東京初のタクシー映画祭『TAXIATER』が話題に
2026年8月5日、東京で開催された記念すべきイベント『タクシーの日』に合わせて、日本初となるタクシー映画祭『TAXIATER』が幕を開けました。この新しい映画祭は、東京23区内を100台のタクシーが走行し、映画を上映するという斬新な試みで、多くの注目を集めています。
映画祭の概要
『TAXIATER』は、8月3日から8月9日までの一週間にわたり、タクシーの車内で短編映画を上映しました。映画は、アカデミー賞級の制作陣によって手がけられた豪華な内容で、タクシーを移動する映画館として新たな映像体験を提供します。さらに、8月15日から29日までは池袋、渋谷、下北沢の3館で全作品の同時上映が予定されており、舞台挨拶や特別対談も行われる予定です。
主催者と参加者の熱い想い
このイベントを主催する株式会社ENGINEの代表取締役、久保田徹朗氏は、「劇場上映に先駆けてタクシー上映を行う点が最大の特徴であり、映像配信プラットフォームが多様化する中で新たな接点を創出したい」と語ります。このプロジェクトは、映画を生活により密接に結びつけることを目的としており、観客との距離を縮める新しいアプローチを模索しています。

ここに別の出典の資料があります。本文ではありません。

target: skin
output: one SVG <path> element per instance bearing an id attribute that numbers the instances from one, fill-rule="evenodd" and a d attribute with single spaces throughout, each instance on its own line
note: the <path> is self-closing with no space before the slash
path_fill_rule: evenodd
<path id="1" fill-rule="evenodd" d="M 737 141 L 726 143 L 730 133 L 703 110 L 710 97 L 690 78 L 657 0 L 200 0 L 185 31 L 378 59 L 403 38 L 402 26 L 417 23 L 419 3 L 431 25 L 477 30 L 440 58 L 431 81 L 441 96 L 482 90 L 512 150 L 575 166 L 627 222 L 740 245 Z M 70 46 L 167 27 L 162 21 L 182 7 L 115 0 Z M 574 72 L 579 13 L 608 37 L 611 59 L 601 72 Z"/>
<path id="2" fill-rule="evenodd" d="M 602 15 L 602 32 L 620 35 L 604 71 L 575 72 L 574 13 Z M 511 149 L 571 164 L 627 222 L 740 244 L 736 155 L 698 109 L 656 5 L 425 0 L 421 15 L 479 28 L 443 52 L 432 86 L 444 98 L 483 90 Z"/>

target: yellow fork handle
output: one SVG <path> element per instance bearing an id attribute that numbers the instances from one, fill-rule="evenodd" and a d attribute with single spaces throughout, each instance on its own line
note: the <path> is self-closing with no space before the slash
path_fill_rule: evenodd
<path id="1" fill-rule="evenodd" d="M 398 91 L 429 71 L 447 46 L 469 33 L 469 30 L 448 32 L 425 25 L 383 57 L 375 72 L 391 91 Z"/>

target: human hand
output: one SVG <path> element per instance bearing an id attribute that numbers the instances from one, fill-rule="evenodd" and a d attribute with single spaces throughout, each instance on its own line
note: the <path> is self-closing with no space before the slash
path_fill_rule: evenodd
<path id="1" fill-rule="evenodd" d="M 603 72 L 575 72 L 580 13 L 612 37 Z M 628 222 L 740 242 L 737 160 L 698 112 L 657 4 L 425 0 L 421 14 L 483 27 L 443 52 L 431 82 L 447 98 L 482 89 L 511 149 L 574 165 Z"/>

また、協賛の花王株式会社からは、同社の各ブランドである『アタック』、『ハミング』、『キュキュット』が参加し、それぞれのブランド理念を映画と共に表現しています。花王の簑部敏彦氏は、製品を単に露出させるのではなく、クリエイターにブランドの想いを伝え自由な表現を促す点が新たな挑戦であると述べました。
出演者の想い
トークセッションには主演の久保史緒里さんが参加し、乃木坂46卒業後初の主演作についての心境を語りました。彼女は「実年齢より上の母親役に挑戦することで自身の人生の節目を感じました」とコメントし、役作りのために、取材や育児生活の同行を通じて母親の心情を追体験し、感情を表現した体験についても触れています。監督の中川龍太郎氏は、彼女の真剣な取り組みや母親としての姿を称賛しました。
一方、『まるくてしかく』に出演する大沢一菜さんと照井野々花さんも、LGBTQIA+の子どもたちへのエンパワメントをテーマに作品に取り組み、多様な愛や家族の形を肯定することを目指しています。監督の小宮山菜子氏は、当たり前を優しく解きほぐす作品が目指すものだと語り、この映画が観る人々に温かな気持ちを届けることを願っています。
作品の魅力
タクシーの車内で提供されるこの新しい映画体験は、単に映像を観るだけでなく、移動中に新たな物語や思い出と出会うきっかけです。久保さんは「タクシーでの移動中に映画と偶然出会うことが本当に贅沢な体験」とし、観客に対する思いも語りました。出演者たちがそれぞれの役を通じて表現する感情と思いは、観客にも深く響くことが期待されます。
まとめ
『TAXIATER』はただの映画祭ではなく、映画と生活を結びつける新たな取り組みであり、興味深い映像体験を通じて人々の心に響く作品を提供しようとしています。東京の街を走るタクシーが映画館として機能し、観客にとって新しい発見や感動をもたらすこのイベントは、多くの人々に新たな映画体験を広げていくことでしょう。